On 01/09/2019 05:44 PM, Ilya Dryomov wrote:
On Wed, Jan 9, 2019 at 3:07 AM Dongsheng Yang
<dongsheng.yang@xxxxxxxxxxxx> wrote:
On 01/09/2019 03:39 AM, Ilya Dryomov wrote:
There is a window between when RBD_DEV_FLAG_REMOVING is set and when
the device is removed from rbd_dev_list. During this window, we set
"already" and return 0.
Returning 0 from write(2) can confuse userspace tools because
0 indicates that nothing was written. In particular, "rbd unmap"
will retry the write multiple times a second:
10:28:05.463299 write(4, "0", 1) = 0
10:28:05.463509 write(4, "0", 1) = 0
10:28:05.463720 write(4, "0", 1) = 0
10:28:05.463942 write(4, "0", 1) = 0
10:28:05.464155 write(4, "0", 1) = 0
Cc: stable@xxxxxxxxxxxxxxx
Signed-off-by: Ilya Dryomov <idryomov@xxxxxxxxx>
---
drivers/block/rbd.c | 9 ++++-----
1 file changed, 4 insertions(+), 5 deletions(-)
diff --git a/drivers/block/rbd.c b/drivers/block/rbd.c
index 63f73e8a1ab5..2f91dee0ab5f 100644
--- a/drivers/block/rbd.c
+++ b/drivers/block/rbd.c
@@ -5986,7 +5986,6 @@ static ssize_t do_rbd_remove(struct bus_type *bus,
struct list_head *tmp;
int dev_id;
char opt_buf[6];
- bool already = false;
bool force = false;
int ret;
@@ -6019,13 +6018,13 @@ static ssize_t do_rbd_remove(struct bus_type *bus,
spin_lock_irq(&rbd_dev->lock);
if (rbd_dev->open_count && !force)
ret = -EBUSY;
- else
- already = test_and_set_bit(RBD_DEV_FLAG_REMOVING,
- &rbd_dev->flags);
+ else if (test_and_set_bit(RBD_DEV_FLAG_REMOVING,
+ &rbd_dev->flags))
+ ret = -EINPROGRESS;
spin_unlock_irq(&rbd_dev->lock);
}
spin_unlock(&rbd_dev_list_lock);
- if (ret < 0 || already)
+ if (ret)
return ret;
Hi Ilya,
Reviewed and Tested. test step as below:
(1) change in ceph:
diff --git a/src/common/safe_io.c b/src/common/safe_io.c
index 633e3b3..af6175f 100644
--- a/src/common/safe_io.c
+++ b/src/common/safe_io.c
@@ -62,6 +62,7 @@ ssize_t safe_write(int fd, const void *buf, size_t count)
continue;
return -errno;
}
+ printf("write: %lu\n", r);
count -= r;
buf = (char *)buf + r;
}
(2) script:
rbd map test
rbd unmap test & rbd unmap test
exit
* result in upstream:
write: 0
write: 0
write: 0
write: 0
write: 0
write: 0
write: 0
write: 0
write: 0
write: 0
write: 0
rbd: sysfs write failed
rbd: unmap failed: (2) No such file or directory
* result with this patch:
write: 102
This 102 is from "rbd map", right? The second "rbd unmap" couldn't
have reached your printf.
My bad, that's totally a noise.
102 is a message "...WARNING: all dangerous and experimental features
are enabled"
because I ran this in my vstart env without CEPH_DEV.
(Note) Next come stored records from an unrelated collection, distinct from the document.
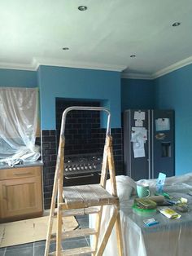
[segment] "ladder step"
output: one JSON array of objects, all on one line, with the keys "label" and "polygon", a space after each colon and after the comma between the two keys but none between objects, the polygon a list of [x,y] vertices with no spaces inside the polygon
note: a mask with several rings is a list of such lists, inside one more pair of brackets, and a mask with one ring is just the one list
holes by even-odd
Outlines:
[{"label": "ladder step", "polygon": [[[64,210],[63,211],[62,215],[63,217],[68,216],[77,216],[77,215],[87,215],[98,214],[99,212],[99,208],[98,207],[89,207],[89,208],[82,208],[82,209],[71,209],[71,210]],[[55,216],[57,215],[57,209],[55,210]]]},{"label": "ladder step", "polygon": [[[95,251],[90,247],[81,247],[69,249],[61,251],[61,255],[63,256],[75,256],[75,255],[83,255],[87,254],[93,254]],[[49,254],[50,256],[56,255],[56,252],[52,252]]]},{"label": "ladder step", "polygon": [[[68,239],[72,237],[80,237],[84,236],[95,235],[97,233],[94,228],[83,228],[72,231],[68,231],[62,233],[62,239]],[[56,240],[56,233],[54,233],[50,236],[51,241]]]}]

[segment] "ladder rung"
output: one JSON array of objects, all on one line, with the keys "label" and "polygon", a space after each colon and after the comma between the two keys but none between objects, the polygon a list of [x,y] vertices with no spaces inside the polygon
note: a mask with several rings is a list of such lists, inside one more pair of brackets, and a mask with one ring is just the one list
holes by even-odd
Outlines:
[{"label": "ladder rung", "polygon": [[[75,255],[83,255],[87,254],[93,254],[95,251],[90,247],[81,247],[69,249],[61,251],[61,255],[63,256],[75,256]],[[52,252],[49,254],[50,256],[56,255],[56,252]]]},{"label": "ladder rung", "polygon": [[[68,216],[93,214],[98,214],[99,212],[99,210],[100,210],[98,207],[63,210],[62,215],[63,217],[68,217]],[[55,209],[55,216],[57,215],[57,212],[58,212],[58,210],[57,210],[57,209]]]},{"label": "ladder rung", "polygon": [[[84,236],[95,235],[97,233],[94,228],[83,228],[72,231],[68,231],[62,233],[62,239],[68,239],[72,237],[80,237]],[[51,235],[50,239],[56,240],[56,233]]]}]

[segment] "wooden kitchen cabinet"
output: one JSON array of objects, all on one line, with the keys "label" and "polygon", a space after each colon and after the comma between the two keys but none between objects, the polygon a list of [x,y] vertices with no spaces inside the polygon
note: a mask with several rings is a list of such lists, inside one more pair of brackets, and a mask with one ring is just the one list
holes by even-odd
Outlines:
[{"label": "wooden kitchen cabinet", "polygon": [[0,221],[41,214],[41,166],[0,170]]}]

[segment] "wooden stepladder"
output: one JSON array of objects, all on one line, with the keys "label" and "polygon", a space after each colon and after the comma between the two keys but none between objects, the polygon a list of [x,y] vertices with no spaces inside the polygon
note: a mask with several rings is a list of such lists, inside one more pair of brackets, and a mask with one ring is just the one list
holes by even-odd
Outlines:
[{"label": "wooden stepladder", "polygon": [[[67,113],[72,110],[103,111],[107,114],[106,141],[99,184],[63,187],[65,121]],[[101,107],[70,107],[66,108],[63,113],[45,256],[69,256],[89,254],[101,256],[103,254],[114,226],[116,226],[119,255],[124,255],[120,218],[120,205],[116,191],[116,172],[112,152],[112,138],[110,135],[110,112],[107,108]],[[111,183],[112,194],[110,194],[106,190],[106,182],[108,174]],[[99,239],[101,241],[98,245],[103,207],[104,205],[111,205],[113,213],[111,216],[107,216],[110,218],[108,226],[103,235],[102,239]],[[95,228],[77,229],[71,232],[63,231],[63,218],[64,217],[91,214],[97,214]],[[53,222],[55,214],[57,218],[57,231],[55,234],[52,234]],[[89,235],[94,236],[94,238],[92,247],[81,247],[72,249],[64,249],[64,248],[63,249],[62,247],[62,241],[64,239]],[[49,253],[50,241],[56,241],[55,252]]]}]

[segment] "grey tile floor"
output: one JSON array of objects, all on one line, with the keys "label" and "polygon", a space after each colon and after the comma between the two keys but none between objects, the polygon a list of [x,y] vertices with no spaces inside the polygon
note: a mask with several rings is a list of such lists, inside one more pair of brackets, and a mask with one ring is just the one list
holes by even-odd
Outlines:
[{"label": "grey tile floor", "polygon": [[[76,217],[81,227],[89,227],[88,216]],[[43,256],[46,241],[37,241],[24,245],[0,248],[0,256]],[[76,247],[84,247],[89,245],[89,237],[82,236],[77,238],[71,238],[63,242],[63,248],[72,249]],[[55,244],[51,243],[50,252],[55,250]],[[86,256],[89,256],[87,254]]]}]

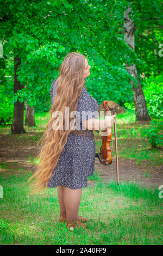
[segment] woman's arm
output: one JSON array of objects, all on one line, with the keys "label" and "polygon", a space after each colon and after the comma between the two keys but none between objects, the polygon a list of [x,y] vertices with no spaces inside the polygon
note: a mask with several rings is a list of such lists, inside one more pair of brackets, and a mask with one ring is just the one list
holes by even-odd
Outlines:
[{"label": "woman's arm", "polygon": [[87,130],[93,131],[99,130],[100,129],[105,130],[107,127],[110,127],[111,125],[113,125],[114,118],[116,117],[116,115],[110,117],[106,115],[104,120],[91,118],[91,119],[83,121],[82,124]]}]

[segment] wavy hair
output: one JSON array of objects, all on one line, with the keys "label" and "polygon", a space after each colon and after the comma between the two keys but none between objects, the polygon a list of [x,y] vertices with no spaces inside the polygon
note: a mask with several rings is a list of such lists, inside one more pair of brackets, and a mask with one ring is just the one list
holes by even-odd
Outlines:
[{"label": "wavy hair", "polygon": [[[82,87],[85,80],[83,72],[85,69],[85,57],[84,55],[71,52],[64,58],[60,67],[57,87],[57,94],[53,105],[51,107],[51,114],[45,132],[39,141],[41,144],[37,157],[39,161],[35,166],[34,174],[28,180],[30,182],[30,194],[46,190],[53,170],[57,166],[59,156],[67,143],[67,137],[72,131],[60,130],[60,126],[54,130],[54,124],[57,123],[53,117],[54,111],[60,111],[63,117],[63,127],[65,127],[65,107],[69,107],[69,112],[77,110],[78,99],[82,94]],[[69,124],[73,118],[66,117]]]}]

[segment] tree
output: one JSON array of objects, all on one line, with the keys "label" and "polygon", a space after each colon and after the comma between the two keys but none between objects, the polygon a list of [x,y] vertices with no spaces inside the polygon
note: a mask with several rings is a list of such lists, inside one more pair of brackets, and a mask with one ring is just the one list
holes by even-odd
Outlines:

So update the result as below:
$ export CEPH_DEV=true
$ sh -x test.sh
+ rbd map test
write: 86
/dev/rbd0
write: 1
+ rbd unmap test
+ rbd unmap test
rbd: sysfs write failed
rbd: unmap failed: (115) Operation now in progress
write: 1
write: 1
write: 1
+ exit
rbd: sysfs write failed
rbd: unmap failed: (115) Operation now in progress
But I found another thing in do_rbd_remove(). We can use
list_for_each_entry()
rather than list_for_each() + list_entry().
diff --git a/drivers/block/rbd.c b/drivers/block/rbd.c
index 8e5140b..d2ec454 100644
--- a/drivers/block/rbd.c
+++ b/drivers/block/rbd.c
@@ -5983,7 +5983,6 @@ static ssize_t do_rbd_remove(struct bus_type *bus,
size_t count)
{
struct rbd_device *rbd_dev = NULL;
- struct list_head *tmp;
int dev_id;
char opt_buf[6];
bool already = false;
@@ -6008,8 +6007,7 @@ static ssize_t do_rbd_remove(struct bus_type *bus,
ret = -ENOENT;
spin_lock(&rbd_dev_list_lock);
- list_for_each(tmp, &rbd_dev_list) {
- rbd_dev = list_entry(tmp, struct rbd_device, node);
+ list_for_each_entry(rbd_dev, &rbd_dev_list, node) {
if (rbd_dev->dev_id == dev_id) {
ret = 0;
break;
Just a cleanup, do you think it worth a separate cleanup patch?
No, there is nothing wrong with that. It's done that way in many
places in the kernel.
Okey,
Thanx
Thanks,
Ilya